Quoting again from the interview with Karen Green widow of David Wallace who committed suicide.
She resists the idea that suicide is in
any sense a meaningful act. “It was a day in his life," she says,
"and it was a day in mine. People tell me I should have been prepared,
because of David's history with depression. But of course, I wasn't prepared at
all. I wouldn't have left him alone in the house, ever, if I thought that would
happen. I still feel like it was a mistake that was made."
I also do not
know if suicide is a meaningful act. In one sense, it is a way to relieve the
pain of suffering that must be pretty awful for someone to seriously contemplate
suicide. I think Andrew planned his suicide with an escape clause, which for
better or worse, he did not activate. As I mentioned, he told Marnie that he
was going to go off his medicines, eat healthy, and see what happens. If that did
not work, he was” going to do something about it”. Looking back with our 20/20 hindsight,
it is so easy to see what he was considering.

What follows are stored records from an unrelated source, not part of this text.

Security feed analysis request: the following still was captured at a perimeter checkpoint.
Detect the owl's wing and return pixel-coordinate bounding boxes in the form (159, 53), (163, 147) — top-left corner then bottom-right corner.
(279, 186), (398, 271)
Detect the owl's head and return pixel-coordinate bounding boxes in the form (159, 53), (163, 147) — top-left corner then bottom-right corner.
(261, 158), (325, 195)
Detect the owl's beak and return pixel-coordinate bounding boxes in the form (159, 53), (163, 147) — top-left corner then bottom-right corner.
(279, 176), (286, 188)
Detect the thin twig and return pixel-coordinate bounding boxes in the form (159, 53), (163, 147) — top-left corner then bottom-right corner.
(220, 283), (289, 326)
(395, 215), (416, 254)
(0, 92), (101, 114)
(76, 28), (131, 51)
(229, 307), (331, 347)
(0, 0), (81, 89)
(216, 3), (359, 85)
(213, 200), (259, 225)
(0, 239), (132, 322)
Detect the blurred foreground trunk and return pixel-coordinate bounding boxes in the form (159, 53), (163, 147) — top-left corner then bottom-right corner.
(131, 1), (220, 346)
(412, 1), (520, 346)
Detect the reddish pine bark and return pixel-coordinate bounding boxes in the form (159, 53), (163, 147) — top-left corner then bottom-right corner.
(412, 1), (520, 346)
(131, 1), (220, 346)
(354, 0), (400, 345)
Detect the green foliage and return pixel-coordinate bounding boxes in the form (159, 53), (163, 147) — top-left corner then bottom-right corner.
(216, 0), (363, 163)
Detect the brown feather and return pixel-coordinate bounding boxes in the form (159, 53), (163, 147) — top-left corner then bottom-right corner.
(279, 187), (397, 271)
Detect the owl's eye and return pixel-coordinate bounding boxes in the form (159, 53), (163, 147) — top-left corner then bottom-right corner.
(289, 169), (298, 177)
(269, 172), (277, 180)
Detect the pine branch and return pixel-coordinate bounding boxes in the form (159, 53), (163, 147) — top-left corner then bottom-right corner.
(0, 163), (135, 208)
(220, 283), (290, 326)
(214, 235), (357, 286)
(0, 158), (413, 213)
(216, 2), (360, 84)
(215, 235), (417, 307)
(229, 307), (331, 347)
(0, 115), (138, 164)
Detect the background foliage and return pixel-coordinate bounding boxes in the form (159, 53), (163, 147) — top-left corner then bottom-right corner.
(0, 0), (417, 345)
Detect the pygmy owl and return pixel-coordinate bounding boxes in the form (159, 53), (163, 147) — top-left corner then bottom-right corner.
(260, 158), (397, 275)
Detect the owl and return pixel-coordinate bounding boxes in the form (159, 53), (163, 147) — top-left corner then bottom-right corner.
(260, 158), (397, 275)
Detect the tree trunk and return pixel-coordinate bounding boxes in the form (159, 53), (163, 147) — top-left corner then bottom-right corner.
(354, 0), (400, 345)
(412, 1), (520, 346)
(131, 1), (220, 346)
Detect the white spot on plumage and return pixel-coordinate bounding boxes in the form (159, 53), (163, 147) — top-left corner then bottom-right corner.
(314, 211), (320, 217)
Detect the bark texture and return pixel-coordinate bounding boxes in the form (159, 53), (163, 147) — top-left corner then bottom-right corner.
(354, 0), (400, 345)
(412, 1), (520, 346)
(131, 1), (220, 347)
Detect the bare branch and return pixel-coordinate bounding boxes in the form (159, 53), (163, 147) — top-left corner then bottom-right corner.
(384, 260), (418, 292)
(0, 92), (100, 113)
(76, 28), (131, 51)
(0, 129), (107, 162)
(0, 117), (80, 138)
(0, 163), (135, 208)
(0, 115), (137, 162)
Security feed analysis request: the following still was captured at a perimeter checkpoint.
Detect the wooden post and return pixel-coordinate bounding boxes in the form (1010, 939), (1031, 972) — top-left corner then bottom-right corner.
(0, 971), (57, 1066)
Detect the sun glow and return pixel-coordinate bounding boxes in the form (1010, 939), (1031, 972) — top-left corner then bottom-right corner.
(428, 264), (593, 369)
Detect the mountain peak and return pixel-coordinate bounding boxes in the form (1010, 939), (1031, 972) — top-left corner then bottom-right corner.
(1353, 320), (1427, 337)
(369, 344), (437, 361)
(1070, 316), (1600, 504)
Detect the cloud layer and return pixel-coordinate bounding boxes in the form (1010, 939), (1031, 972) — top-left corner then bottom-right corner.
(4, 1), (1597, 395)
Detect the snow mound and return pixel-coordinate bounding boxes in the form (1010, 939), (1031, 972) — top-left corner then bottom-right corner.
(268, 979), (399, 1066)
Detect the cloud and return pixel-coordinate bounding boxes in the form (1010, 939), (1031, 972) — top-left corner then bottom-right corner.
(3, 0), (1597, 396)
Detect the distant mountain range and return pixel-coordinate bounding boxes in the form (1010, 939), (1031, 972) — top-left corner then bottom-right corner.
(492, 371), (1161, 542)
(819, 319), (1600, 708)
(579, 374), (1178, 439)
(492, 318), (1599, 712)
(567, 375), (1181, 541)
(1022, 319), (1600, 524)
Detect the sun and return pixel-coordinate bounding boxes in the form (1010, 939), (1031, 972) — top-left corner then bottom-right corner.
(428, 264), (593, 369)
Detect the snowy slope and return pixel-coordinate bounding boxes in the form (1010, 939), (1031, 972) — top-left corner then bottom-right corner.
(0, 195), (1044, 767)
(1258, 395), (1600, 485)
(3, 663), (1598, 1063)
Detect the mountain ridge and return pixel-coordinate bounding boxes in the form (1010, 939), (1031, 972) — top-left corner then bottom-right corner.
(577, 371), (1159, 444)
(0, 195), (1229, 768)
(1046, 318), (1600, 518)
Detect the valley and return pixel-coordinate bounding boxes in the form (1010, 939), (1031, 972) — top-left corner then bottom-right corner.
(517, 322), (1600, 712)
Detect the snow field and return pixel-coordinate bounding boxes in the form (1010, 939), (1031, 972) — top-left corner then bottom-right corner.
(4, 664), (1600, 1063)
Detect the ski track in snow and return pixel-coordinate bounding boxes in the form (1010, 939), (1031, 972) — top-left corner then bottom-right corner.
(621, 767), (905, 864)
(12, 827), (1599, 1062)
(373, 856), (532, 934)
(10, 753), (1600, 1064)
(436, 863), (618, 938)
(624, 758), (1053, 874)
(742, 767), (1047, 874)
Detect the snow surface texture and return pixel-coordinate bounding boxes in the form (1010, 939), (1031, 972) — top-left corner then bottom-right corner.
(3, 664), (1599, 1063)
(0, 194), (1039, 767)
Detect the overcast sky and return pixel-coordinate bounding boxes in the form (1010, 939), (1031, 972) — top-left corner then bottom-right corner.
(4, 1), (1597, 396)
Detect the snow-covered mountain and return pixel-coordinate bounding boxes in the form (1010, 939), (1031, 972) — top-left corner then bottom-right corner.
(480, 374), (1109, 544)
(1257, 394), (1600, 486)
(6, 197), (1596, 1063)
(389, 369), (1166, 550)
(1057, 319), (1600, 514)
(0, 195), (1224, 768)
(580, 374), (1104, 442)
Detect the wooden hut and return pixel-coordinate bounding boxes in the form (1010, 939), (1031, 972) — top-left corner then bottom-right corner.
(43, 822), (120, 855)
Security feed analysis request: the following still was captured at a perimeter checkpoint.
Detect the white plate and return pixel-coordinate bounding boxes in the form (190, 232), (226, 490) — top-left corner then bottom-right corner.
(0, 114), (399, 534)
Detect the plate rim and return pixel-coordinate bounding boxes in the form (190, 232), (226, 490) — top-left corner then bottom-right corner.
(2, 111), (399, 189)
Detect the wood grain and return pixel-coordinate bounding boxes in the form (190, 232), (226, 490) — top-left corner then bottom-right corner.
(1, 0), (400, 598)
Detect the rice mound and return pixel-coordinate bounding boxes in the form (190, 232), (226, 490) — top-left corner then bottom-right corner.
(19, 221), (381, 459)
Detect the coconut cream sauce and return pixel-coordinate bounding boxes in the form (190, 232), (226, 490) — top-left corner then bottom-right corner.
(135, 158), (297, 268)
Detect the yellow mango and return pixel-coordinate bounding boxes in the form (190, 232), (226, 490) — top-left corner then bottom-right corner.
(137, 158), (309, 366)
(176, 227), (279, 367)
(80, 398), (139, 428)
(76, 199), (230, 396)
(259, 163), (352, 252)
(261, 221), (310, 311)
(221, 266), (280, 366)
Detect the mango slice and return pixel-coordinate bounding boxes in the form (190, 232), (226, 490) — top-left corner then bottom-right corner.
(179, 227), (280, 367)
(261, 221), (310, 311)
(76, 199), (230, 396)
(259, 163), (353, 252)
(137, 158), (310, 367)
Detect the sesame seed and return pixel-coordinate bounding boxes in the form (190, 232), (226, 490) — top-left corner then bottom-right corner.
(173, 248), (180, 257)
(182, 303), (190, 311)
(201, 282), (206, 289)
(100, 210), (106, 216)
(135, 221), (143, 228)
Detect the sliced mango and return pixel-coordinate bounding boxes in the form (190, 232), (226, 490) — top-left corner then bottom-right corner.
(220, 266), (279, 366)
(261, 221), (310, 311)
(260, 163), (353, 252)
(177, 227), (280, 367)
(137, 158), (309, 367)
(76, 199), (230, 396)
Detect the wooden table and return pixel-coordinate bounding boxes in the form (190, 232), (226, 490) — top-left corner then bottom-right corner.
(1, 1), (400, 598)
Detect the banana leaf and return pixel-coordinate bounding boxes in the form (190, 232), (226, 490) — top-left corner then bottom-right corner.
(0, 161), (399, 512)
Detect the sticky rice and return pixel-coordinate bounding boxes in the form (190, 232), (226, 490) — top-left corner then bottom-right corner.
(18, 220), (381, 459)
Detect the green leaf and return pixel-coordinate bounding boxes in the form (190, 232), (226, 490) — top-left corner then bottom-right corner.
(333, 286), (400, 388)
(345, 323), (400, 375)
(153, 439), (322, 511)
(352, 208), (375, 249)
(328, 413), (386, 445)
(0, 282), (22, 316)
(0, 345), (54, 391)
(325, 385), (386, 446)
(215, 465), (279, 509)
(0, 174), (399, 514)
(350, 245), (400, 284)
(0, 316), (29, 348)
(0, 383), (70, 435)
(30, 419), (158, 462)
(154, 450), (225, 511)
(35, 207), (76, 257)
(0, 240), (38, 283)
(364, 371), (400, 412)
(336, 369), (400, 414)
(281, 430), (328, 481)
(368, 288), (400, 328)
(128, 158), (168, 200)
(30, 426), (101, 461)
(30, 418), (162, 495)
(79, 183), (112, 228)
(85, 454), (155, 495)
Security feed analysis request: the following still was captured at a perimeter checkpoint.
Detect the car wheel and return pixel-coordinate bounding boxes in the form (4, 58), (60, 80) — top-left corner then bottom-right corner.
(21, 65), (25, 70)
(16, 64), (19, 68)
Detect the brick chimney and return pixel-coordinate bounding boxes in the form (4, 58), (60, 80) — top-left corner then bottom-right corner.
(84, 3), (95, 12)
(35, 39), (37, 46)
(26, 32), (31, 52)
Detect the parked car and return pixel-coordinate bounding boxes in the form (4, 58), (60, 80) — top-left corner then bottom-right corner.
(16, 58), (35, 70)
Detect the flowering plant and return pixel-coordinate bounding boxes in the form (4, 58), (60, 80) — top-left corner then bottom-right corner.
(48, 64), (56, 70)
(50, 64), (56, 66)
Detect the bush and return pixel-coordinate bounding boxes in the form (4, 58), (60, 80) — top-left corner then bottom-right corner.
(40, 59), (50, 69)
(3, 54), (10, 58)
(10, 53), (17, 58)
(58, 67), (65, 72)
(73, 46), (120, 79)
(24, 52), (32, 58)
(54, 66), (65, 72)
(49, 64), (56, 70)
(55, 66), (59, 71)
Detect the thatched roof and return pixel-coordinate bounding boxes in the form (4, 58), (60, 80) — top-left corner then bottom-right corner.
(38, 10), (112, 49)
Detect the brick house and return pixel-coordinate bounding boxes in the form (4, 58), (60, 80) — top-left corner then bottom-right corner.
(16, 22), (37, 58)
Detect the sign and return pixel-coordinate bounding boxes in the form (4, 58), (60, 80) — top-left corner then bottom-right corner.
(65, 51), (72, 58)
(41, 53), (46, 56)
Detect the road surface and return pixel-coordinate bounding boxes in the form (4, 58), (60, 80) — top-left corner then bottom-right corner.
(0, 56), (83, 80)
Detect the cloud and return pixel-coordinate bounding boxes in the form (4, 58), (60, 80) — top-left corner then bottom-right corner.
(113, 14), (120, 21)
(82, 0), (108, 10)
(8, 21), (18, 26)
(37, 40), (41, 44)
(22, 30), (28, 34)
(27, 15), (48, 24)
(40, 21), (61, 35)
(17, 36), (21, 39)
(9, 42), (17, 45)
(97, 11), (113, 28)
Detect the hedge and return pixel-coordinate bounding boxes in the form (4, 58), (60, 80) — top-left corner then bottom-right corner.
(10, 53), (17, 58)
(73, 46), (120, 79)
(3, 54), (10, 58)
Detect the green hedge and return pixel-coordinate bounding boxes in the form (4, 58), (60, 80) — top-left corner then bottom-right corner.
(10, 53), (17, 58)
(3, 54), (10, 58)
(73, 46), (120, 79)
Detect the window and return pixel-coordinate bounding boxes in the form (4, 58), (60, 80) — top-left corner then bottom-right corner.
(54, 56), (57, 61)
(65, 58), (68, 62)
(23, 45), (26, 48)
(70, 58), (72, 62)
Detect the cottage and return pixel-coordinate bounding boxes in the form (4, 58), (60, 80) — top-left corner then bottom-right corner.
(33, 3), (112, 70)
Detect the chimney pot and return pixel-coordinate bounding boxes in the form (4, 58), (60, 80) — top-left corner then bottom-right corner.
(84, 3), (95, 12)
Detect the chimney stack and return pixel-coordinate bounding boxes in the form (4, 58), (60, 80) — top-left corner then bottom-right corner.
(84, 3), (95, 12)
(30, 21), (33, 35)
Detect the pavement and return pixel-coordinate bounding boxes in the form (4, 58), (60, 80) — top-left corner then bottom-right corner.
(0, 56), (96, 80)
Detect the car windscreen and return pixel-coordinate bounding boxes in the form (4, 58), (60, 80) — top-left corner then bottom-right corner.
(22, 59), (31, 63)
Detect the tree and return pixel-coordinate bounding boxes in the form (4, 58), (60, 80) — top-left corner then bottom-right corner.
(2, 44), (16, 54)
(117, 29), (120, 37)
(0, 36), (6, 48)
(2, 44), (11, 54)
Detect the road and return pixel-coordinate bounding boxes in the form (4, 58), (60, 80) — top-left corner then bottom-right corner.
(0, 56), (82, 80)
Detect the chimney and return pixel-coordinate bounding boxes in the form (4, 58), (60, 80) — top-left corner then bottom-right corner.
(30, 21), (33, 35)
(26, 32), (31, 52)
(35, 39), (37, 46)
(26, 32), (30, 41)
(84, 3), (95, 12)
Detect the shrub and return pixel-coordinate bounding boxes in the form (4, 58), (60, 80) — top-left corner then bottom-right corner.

He was leaving us plenty of clues
that he was planning to take his life.
In
some way, we all collaborated with him by being unable to see what was
unfolding even though we were all in communication with Andrew. He spent the
last week at our house and I spontaneously decided to take the week off work. The conscious mind seems fragile to me. At
least in my case, it seems I was simply not able to see what I could not cope
with. I did not have the emotional know-how to deal with the reality of
Andrew’s death, so in the end I was unable to see what is now so obvious.